Ya Fawza Manal Shahadah Ta Sadiqan Lyrics <AUTHENTIC>

Umm Hisham did not flinch at the explosions. She had survived three wars. She reached out, found his trembling hand, and held it still.

Another blast. Closer. The building groaned.

A soldier later wrote in his report: “The boy had no wounds except a broken arm. But his face… I have seen the dead look peaceful. This boy, alive, looked like he had already received his reward.”

Zayn had heard the nasheed a hundred times before. It played softly from his father’s old phone every Friday morning, a melody woven with grief and glory. But he had never truly listened to the words until the night the bombs fell on the edge of their city. ya fawza manal shahadah ta sadiqan lyrics

“Grandmother,” he whispered, “what does ‘ ta sadiqan ’ really mean? Not the translation. The truth of it.”

Zayn woke in a field hospital. The first thing he heard was a nurse humming that same melody. He smiled, not because the danger was over, but because he finally understood:

“ Sadiqan ,” she said, “is not just ‘truthful.’ It is unbreakably sincere . A person whose heart has no hidden door for fear, no secret room for doubt. When such a one meets the moment of leaving this world—not running toward death, but not clinging to life either—that is fawz . The ultimate triumph.” Umm Hisham did not flinch at the explosions

And that truth? That is the victory no one can take away.

He was fifteen, hiding in a basement with his blind grandmother, Umm Hisham. The lights were dead. The air smelled of dust and rain. Above them, the world crumbled in metallic roars. Zayn pressed his palms over his ears, but the nasheed was inside his head now—a stubborn echo from childhood.

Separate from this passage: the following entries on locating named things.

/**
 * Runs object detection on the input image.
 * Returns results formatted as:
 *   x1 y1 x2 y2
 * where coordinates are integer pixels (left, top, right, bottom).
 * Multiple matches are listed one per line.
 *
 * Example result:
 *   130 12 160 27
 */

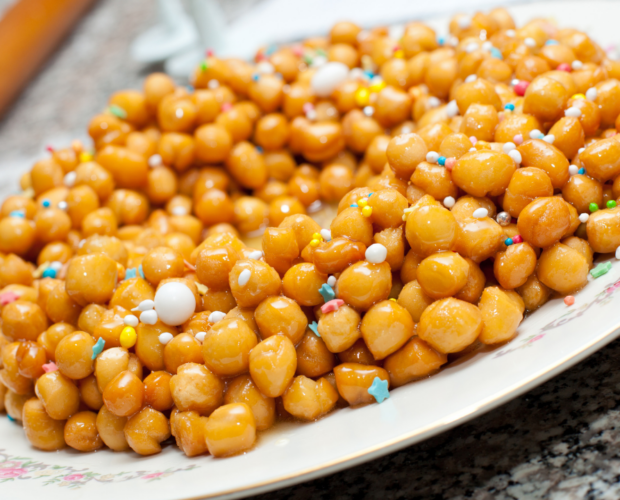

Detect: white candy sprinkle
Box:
426 96 441 108
458 16 471 30
171 205 187 215
123 314 139 328
248 250 263 260
209 311 226 323
508 149 523 165
140 309 157 325
132 300 155 311
446 100 459 118
366 243 387 264
530 128 544 139
426 151 439 163
149 155 162 168
155 281 196 326
237 269 252 286
63 172 77 187
159 332 174 345
465 42 478 54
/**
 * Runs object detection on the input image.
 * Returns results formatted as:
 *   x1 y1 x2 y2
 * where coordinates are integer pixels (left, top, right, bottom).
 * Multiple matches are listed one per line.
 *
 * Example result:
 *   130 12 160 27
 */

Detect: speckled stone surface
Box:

At that moment, the ceiling cracked. A beam splintered. Zayn could have run to the far corner alone. Instead, he wrapped his arms around his grandmother, pulled her close, and began to hum the nasheed aloud. Not beautifully. Just truly. “Ya fawza manal shahadah ta sadiqan…” When the rescue team found them twelve hours later, they were both alive—buried under rubble but sheltered by a tilted concrete slab Zayn had braced with his own back. His grandmother was singing softly. He was unconscious, his fingers still intertwined with hers. Another blast

Zayn thought of the lyrics he had memorized without understanding: “My soul is a gift, so take it, O Generous One. Do not let me return to a world where I forgot You.” “Am I afraid?” Zayn asked himself. Yes. His legs shook. His throat was dry. But beneath the fear, something else stirred—a strange, quiet certainty. He had never fired a weapon. He had never marched in ranks. But he had spent years helping his grandmother walk to the mosque, carrying her Qur’an, lying to her gently about how much food was left so she would eat first.

“You already live sadiqan , child,” Umm Hisham said, as if reading his thoughts. “Sincerity is not about dying. It is about how you stand when the walls are falling.”